Une nouveauté a été le fait d’échelonner les travaux synodaux sur trois phases de travail correspondant aux trois parties de l’Instrument de travail, pour aboutir à un projet de texte unique et non à de simples propositions. Cette répartition a permis de réfléchir de manière distincte sur les thèmes, sans confusion ni répétition, que ce soit pendant les congrégations générales ou durant les sessions des cercles mineurs. Une autre nouveauté a consisté précisément à donner plus d’espace aux cercles, à l’intérieur desquels les Pères, répartis selon leur langue, avaient le temps d’intervenir librement et d’élaborer des textes permettant de reformuler le document de base en vue du document final. Dans l’ensemble, cette nouvelle méthodologie a donné davantage d’espace d’intervention aux Pères : même si, en séances plénières, les évêques ont eu trois minutes, et non plus quatre comme autrefois, pour exprimer leurs interventions programmées, ils ont pu amplement prendre la parole dans les cercles mineurs et pendant l’heure libre en fin de journée. En outre, la commission pour l’élaboration du document final a été encore élargie, passant de sept à dix membres. Cette commission a accepté un projet de rapport final, qui a été soumis aux Pères synodaux pour les derniers amendements. Nous avons ainsi pu adopter le texte final et le remettre au pape.
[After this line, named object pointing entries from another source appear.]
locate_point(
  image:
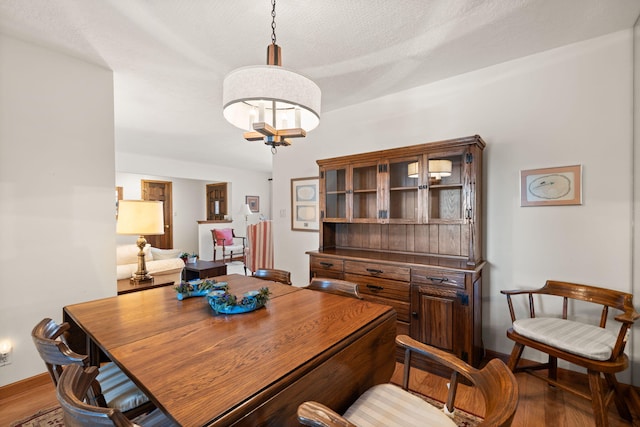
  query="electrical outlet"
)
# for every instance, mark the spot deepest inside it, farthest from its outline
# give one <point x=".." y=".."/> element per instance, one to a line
<point x="5" y="358"/>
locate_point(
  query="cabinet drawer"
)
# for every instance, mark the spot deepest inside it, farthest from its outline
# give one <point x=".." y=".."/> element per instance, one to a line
<point x="401" y="308"/>
<point x="383" y="288"/>
<point x="384" y="271"/>
<point x="326" y="264"/>
<point x="402" y="328"/>
<point x="431" y="276"/>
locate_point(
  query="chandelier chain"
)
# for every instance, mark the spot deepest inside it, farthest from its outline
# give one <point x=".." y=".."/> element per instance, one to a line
<point x="273" y="22"/>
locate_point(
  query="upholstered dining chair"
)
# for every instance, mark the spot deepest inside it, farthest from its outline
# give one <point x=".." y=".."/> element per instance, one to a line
<point x="273" y="274"/>
<point x="335" y="286"/>
<point x="73" y="390"/>
<point x="390" y="405"/>
<point x="225" y="241"/>
<point x="112" y="388"/>
<point x="595" y="347"/>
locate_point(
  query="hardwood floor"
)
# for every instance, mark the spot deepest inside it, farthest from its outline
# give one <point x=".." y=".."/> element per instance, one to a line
<point x="539" y="405"/>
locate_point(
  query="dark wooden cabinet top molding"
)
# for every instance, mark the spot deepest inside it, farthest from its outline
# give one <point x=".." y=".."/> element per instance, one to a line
<point x="412" y="149"/>
<point x="422" y="199"/>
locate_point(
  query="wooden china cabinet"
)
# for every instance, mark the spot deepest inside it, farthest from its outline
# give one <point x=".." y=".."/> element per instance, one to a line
<point x="406" y="225"/>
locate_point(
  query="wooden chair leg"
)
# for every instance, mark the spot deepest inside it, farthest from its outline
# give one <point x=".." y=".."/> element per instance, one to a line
<point x="515" y="356"/>
<point x="634" y="400"/>
<point x="553" y="368"/>
<point x="598" y="399"/>
<point x="618" y="397"/>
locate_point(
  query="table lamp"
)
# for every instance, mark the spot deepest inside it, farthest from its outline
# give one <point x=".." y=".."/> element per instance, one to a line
<point x="140" y="217"/>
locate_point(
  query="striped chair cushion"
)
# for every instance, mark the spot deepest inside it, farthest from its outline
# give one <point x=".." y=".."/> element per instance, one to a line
<point x="589" y="341"/>
<point x="389" y="405"/>
<point x="118" y="390"/>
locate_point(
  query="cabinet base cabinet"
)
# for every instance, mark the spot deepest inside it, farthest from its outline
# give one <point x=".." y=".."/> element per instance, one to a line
<point x="439" y="305"/>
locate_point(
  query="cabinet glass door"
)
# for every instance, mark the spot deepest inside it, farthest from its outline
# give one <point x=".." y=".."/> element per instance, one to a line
<point x="364" y="180"/>
<point x="445" y="174"/>
<point x="404" y="178"/>
<point x="335" y="194"/>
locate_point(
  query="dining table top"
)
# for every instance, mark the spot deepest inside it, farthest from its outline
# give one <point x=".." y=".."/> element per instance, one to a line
<point x="203" y="368"/>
Au cours de la dernière assemblée, le débat a été particulièrement animé et a révélé des positions différentes entre les évêques, mais à la fin, le vote a exprimé un consensus très ample. Comment expliquez-vous cela ?
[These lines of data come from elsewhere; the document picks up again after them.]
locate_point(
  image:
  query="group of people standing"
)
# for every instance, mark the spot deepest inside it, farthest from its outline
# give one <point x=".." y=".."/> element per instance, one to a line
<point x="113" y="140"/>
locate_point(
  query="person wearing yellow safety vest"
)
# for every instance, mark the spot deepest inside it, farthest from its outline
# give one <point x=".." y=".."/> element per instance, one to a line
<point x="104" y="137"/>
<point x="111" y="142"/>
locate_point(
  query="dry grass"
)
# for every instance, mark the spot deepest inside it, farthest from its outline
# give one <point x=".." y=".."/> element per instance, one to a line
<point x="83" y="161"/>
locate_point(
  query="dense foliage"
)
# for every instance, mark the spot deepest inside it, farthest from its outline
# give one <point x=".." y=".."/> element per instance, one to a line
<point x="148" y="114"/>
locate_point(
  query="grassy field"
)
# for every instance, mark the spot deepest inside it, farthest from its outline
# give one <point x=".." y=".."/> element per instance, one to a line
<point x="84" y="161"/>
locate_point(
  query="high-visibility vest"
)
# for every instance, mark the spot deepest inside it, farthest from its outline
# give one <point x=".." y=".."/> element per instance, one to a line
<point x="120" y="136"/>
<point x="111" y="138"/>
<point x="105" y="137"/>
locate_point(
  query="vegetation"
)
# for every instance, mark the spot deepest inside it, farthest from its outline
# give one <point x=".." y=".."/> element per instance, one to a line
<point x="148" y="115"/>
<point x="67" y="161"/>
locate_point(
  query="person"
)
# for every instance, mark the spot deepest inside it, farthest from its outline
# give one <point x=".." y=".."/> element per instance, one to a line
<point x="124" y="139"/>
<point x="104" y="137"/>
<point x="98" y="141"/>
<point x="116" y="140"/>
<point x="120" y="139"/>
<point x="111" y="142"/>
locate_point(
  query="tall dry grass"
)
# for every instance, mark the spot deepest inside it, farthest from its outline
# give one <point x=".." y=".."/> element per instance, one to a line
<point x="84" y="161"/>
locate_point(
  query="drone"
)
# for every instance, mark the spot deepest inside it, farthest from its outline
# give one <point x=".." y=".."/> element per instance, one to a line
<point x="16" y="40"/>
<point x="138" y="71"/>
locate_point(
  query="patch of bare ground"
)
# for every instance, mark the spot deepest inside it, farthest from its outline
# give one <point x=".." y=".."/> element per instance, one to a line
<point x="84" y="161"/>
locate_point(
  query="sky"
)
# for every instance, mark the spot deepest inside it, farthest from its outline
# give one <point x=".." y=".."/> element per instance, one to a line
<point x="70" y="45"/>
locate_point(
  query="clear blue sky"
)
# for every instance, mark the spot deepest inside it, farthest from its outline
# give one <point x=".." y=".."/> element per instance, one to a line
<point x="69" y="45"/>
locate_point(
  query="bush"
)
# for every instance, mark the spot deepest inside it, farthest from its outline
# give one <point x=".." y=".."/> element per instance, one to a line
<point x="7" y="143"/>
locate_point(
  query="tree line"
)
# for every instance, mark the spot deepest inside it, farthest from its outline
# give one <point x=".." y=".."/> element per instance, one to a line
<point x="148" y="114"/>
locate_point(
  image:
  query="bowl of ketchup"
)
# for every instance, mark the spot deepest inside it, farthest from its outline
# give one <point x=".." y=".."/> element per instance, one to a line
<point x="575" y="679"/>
Cela a été un grand travail dans lequel nous devons reconnaître le sérieux et l’esprit de communion qui, malgré les différences d’opinion normales, a permis à tous de se mettre d’accord pour parvenir à un consensus sur les différentes questions. Sur ce point, le pape nous a été d’une très grande aide en rappelant aux Pères synodaux que l’assemblée n’est pas un parlement mais un espace dans lequel il faut laisser agir l’Esprit Saint. La confrontation synodale a vraiment enrichi le texte de base. Les Pères ont échangé leurs points de vue, en travaillant ensemble avec sincérité, sérieux et honnêteté, sans calculs, même si les médias ont spéculé sur certains aspects. La lettre envoyée au pape par certains cardinaux doit aussi être vue et comprise dans cette perspective : certains Pères synodaux ont exposé leurs difficultés à accepter la nouvelle méthodologie et ont voulu s’exprimer pour recevoir rapidement une réponse. Leurs doutes ont été clarifiés le lendemain. Je suis moi-même intervenu pour apporter des clarifications et le pape en personne a pris la parole pour donner des précisions importantes. Tout le monde en a été satisfait.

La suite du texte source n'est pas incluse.